Credit union to make saving ‘more accessible’

PLANS for a credit union in Carrick are progressing at some speed, with interested individuals invited to hear more at the next meeting of Girvan’s Town Team.

When the Town Team was formed the intention was to help make various projects happen in Girvan, which would make life better for the local inhabitants.

At one of the early meetings, it was suggested that having a credit union – which had been suggested several years before but not implemented – might be revisited, and South Ayr-shire Council’s community engagement manager, Gus Collins, has set the wheels in motion.

Mr Collins has arranged for Craig Potter of First Alliance credit union – which is Kilwinning-based but already operates across Ayrshire – to speak at the next meeting of the Town Team on Thursday, August 16. If a further meeting would be helpful, this could be arranged then.

It having been generally agreed that expanding an existing credit union to include Carrick would be easier and perhaps more beneficial than beginning a very localised union, it is expected that the “common bond” required to join will simply be that one lives or works in Ayrshire.

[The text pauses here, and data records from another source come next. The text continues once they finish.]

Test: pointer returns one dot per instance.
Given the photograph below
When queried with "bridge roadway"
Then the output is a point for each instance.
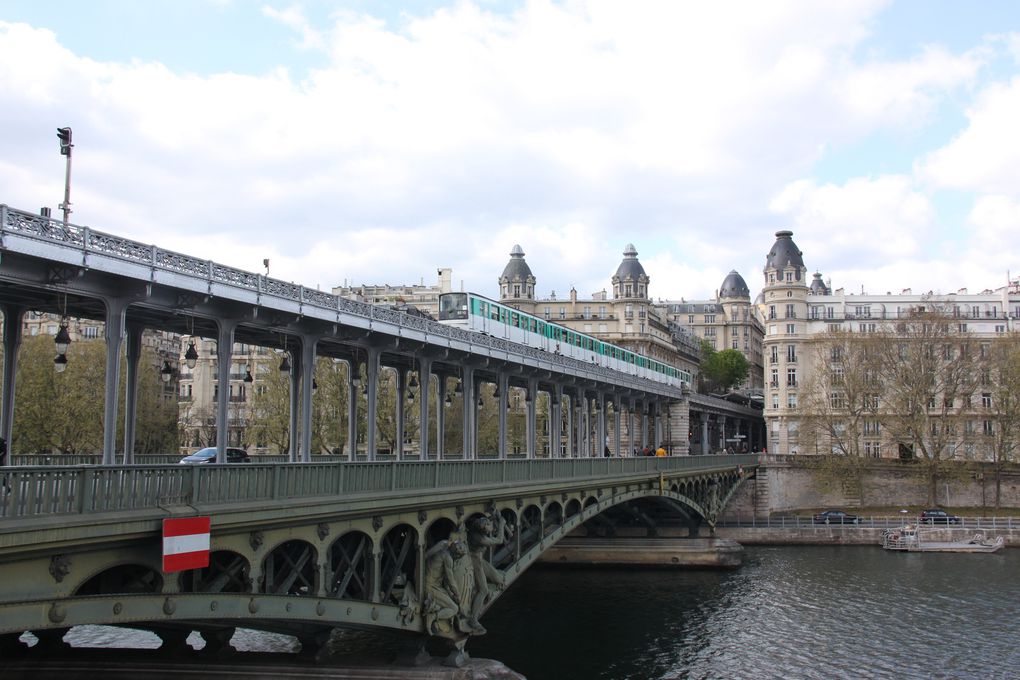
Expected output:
(79, 272)
(301, 548)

Members of a credit union are encouraged to save and this money is then loaned to other members at a rate of no more than two percent per month on a reducing balance.

Anyone who has looked at the small print on payday loans – some of which are regularly advertising on television – will recognise how much less this is than the interest that they are currently charging.

Because credit unions are members of the Financial Services Compensation Fund 
it means that in the unlikely event of a credit union failing, then members’ money is protected.

Unlike banks, there are also no outside share­holders, meaning that all the benefits go to members, while members also have a say in how they are run.

You can sign up for three different accounts – a Share Account, a Christmas Savings Club and a Summer Savings Club.

Under-16s are also encouraged to belong, as there is a Junior Savings Account especially for them.

Mr Potter said that belonging to a credit union would hopefully “make banking accessible to more people”, especially at a time when some people are struggling to get access to a bank account.

Credit unions are there, he said, so that people can “save and borrow responsibly”.

The next Town Team meeting will be held at 6.30pm in the Carrick Buildings on Girvan’s Henri­etta Street.

Suggestions and concerns can be passed on in writing by those who want to attend but do not wish to speak.